Direct3D 12 の概要

DirectX 12 では、DirectX の中心にある 3D グラフィックス API である Direct3D の次のバージョンが導入されています。 Direct3D 12 は、以前のバージョンよりも高速かつ効率的になっています。 Direct3D 12 は、より豊かなシーン、より多くのオブジェクト、より複雑な効果を実現し、最新の GPU ハードウェアを十分に活用できます。
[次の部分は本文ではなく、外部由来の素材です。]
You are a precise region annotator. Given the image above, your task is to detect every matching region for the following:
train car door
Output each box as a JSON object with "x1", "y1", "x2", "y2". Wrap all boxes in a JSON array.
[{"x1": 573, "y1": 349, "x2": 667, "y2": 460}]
Direct3D 12 の速度と効率がこれほど向上した理由

Direct3D 12 は、以前のバージョンよりも低いレベルのハードウェア アブストラクションを実現するという点でユニークです。これにより、タイトル (またはその他のアプリケーション) のマルチコア CPU スケーリングが格段に向上します。 1 つには、Direct3D 12 では、タイトルが独自のメモリ管理を行うことが挙げられます。 また、Direct3D 12 を使用することで、コマンド のキューとリスト記述子テーブル、簡潔なパイプライン状態オブジェクトなどの機能を通じて GPU のオーバーヘッドを削減できます。これはタイトルやアプリケーションにとってメリットです。

Direct3D 12 および Direct3D 11.3 では、レンダリング パイプラインに関する一連の新機能が導入されました。

  • 確実なヒット検出を可能にする保守的なラスター化
  • ストリーム化された 3 次元リソースを、すべてビデオ メモリにある場合と同じように処理できるようにするボリューム タイル リソース
  • 確実な透過的レンダリングを可能にするラスタライザー順序指定ビュー
  • 特殊なシャドウ処理やその他の効果を実現する、シェーダー内でのステンシル参照の設定。
  • テクスチャ マッピングおよび型指定された UAV (順序指定されていないアクセス ビュー) の読み込みが向上。

Direct3D 12 への投資の度合いに関する考慮事項

Direct3D 12 は、グラフィックス開発者に主に 4 つの利点をもたらします (Direct3D 11 と比較した場合)。

  • CPU のオーバーヘッドを大幅に削減。
  • 電力消費量を大幅に削減。
  • GPU の効率が最大で (約) 20% 向上。
  • Windows 10 デバイス (PC、タブレット、コンソール、モバイル) 向けのクロスプラットフォーム開発。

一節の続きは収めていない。